PDA asks GPhC if it will examine non-reporting of Covid infections
The Pharmacists’ Defence Association has written to General Pharmaceutical Council chief executive Duncan Rudkin to ask him if the regulator intends to investigate why pharmacy employers have not reported work-related Covid-19 infections to the Health and Safety Executive.
The PDA has raised concerns in recent weeks around what it describes as non-reporting of Covid-19 cases by community pharmacy employers, in contrast to other sectors such as hospitals, general practice and prisons, all of which have reported infections to the HSE.
The PDA said it was compelled to act given there was “no indication of any action being taken by the regulator".
Fears over a second wave of the virus in the UK have grown lately, with the government starting a phase of localised lockdowns in England.
Meanwhile, pharmacy in Scotland was linked to an outbreak of coronavirus last week, prompting the PDA to say “it has never been more important to ensure” pharmacy employers report cases.
Employers have a legal duty to report occupational exposure to disease but not cases or deaths involving the public, patients, care home residents or service users.
Reports must be made to the Health and Safety Executive under the Reporting of Injuries, Diseases and Dangerous Occurrences Regulations 2013.
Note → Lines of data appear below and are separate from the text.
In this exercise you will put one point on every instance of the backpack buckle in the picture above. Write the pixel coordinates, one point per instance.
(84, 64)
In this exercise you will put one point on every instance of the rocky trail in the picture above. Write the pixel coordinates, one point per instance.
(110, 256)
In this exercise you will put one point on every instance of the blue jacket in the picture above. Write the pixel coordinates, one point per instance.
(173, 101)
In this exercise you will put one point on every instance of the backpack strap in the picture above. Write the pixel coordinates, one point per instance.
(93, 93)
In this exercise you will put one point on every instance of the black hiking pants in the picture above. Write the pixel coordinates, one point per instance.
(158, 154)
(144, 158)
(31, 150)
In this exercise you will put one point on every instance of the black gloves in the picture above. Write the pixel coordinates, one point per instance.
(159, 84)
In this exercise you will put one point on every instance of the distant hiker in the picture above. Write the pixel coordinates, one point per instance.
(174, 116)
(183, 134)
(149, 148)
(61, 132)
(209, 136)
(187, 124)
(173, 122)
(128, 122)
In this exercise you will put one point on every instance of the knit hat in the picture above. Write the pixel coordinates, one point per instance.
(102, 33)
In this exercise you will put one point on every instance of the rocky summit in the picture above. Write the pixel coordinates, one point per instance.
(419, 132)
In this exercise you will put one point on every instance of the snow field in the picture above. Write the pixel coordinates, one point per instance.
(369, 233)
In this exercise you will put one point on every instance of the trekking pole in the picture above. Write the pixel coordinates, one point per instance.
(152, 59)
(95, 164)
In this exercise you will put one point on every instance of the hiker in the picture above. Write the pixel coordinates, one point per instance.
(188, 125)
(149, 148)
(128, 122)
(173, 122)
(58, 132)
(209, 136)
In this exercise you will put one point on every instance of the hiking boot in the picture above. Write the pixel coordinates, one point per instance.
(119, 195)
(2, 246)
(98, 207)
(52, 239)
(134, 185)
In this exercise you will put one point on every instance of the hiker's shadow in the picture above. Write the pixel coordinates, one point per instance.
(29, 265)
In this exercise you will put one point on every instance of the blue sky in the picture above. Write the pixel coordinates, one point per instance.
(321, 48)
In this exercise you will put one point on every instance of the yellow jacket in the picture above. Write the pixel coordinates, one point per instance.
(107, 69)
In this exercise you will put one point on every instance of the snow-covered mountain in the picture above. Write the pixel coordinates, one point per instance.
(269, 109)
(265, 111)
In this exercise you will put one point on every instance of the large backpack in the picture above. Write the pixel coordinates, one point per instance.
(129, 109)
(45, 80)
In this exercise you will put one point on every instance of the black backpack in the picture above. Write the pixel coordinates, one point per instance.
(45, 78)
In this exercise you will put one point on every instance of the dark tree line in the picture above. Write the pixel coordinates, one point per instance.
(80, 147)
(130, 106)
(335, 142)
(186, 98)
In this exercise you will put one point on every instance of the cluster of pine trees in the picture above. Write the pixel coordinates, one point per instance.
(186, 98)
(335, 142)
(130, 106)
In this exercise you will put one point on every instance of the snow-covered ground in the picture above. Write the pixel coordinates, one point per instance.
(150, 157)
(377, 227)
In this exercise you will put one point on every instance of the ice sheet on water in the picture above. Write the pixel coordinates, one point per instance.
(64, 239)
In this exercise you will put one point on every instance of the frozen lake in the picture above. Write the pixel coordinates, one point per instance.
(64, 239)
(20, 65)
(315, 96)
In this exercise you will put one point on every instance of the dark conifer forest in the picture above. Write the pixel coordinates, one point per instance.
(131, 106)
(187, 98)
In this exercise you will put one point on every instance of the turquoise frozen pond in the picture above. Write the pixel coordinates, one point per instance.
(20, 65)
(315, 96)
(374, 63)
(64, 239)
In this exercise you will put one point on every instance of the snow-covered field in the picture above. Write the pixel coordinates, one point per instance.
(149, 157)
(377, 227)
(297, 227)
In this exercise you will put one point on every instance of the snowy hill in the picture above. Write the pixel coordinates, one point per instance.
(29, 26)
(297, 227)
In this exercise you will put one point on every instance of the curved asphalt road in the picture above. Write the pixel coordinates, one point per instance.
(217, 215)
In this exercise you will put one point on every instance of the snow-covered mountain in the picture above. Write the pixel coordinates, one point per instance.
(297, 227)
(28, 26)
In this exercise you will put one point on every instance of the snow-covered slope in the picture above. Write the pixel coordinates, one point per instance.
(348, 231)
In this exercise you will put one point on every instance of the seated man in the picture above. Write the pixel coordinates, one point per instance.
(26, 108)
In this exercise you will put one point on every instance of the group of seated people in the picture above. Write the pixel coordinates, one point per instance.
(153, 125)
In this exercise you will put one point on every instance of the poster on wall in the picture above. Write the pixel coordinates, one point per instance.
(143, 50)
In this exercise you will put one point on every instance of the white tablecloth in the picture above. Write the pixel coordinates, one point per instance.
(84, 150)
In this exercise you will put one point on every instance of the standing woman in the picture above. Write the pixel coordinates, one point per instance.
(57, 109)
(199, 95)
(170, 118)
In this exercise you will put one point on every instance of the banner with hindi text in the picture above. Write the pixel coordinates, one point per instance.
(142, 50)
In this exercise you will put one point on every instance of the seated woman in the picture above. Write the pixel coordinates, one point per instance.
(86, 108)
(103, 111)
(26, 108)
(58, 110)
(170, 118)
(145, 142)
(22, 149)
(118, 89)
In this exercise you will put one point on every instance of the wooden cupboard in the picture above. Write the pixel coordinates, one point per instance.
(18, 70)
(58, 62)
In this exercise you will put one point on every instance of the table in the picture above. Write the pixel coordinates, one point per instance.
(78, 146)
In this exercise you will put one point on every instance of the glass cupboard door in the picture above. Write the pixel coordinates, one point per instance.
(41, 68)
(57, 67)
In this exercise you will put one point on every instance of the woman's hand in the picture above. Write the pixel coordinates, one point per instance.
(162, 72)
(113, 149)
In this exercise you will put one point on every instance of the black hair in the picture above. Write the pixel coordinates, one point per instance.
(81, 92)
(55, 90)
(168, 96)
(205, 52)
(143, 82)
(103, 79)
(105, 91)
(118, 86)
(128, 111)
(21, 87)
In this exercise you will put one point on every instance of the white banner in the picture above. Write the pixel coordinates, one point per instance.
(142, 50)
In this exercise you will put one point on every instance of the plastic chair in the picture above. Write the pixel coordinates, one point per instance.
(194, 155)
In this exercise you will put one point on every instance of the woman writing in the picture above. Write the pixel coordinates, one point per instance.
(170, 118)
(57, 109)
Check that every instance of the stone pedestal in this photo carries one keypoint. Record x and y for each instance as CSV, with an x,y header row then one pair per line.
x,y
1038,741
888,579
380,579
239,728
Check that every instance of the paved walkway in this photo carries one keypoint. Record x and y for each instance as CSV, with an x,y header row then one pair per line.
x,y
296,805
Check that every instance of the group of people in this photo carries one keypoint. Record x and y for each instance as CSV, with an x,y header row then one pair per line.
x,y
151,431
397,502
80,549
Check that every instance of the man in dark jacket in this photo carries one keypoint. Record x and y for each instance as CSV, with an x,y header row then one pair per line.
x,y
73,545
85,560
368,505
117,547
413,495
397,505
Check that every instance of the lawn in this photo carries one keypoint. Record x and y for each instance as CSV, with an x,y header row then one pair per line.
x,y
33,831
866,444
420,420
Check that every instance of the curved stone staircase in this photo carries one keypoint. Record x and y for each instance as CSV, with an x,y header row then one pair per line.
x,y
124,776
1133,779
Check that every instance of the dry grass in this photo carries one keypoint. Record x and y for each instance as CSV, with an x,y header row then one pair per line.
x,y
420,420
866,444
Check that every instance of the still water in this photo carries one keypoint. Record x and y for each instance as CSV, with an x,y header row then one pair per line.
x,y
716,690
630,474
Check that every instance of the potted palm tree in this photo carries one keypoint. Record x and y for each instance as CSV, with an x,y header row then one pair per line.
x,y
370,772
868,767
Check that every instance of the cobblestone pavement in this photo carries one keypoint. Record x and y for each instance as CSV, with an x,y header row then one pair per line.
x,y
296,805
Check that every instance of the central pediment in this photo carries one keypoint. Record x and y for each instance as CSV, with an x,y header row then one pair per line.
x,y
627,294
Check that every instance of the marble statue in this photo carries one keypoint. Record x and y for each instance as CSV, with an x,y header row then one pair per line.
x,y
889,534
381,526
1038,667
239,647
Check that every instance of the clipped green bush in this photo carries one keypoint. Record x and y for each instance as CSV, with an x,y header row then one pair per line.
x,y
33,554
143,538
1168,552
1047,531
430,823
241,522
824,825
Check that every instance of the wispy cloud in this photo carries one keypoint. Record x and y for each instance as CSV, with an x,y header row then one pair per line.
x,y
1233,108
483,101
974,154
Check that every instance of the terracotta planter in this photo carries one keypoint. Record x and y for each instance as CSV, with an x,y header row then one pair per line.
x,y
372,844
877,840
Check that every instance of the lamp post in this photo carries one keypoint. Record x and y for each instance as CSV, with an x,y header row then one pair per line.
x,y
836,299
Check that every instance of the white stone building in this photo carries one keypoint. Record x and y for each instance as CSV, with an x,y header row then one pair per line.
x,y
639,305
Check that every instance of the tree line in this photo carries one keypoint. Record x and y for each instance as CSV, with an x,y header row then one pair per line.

In his letter to Mr Rudkin yesterday, PDA director Paul Day said: “This requirement is the same for all employers of pharmacists, yet a parliamentary answer on July 2 revealed that whereas over 1,500 reports were made from hospitals, over 50 from GP practice and four from prisons, the number of reports from community pharmacy was zero.”
When asked if it intended to investigate why pharmacy owners had not reported any instances of work-related Covid-19 infection by July 2, a GPhC spokesperson told Independent Community Pharmacist: "We will be considering the issues raised by the PDA and will be responding to them directly".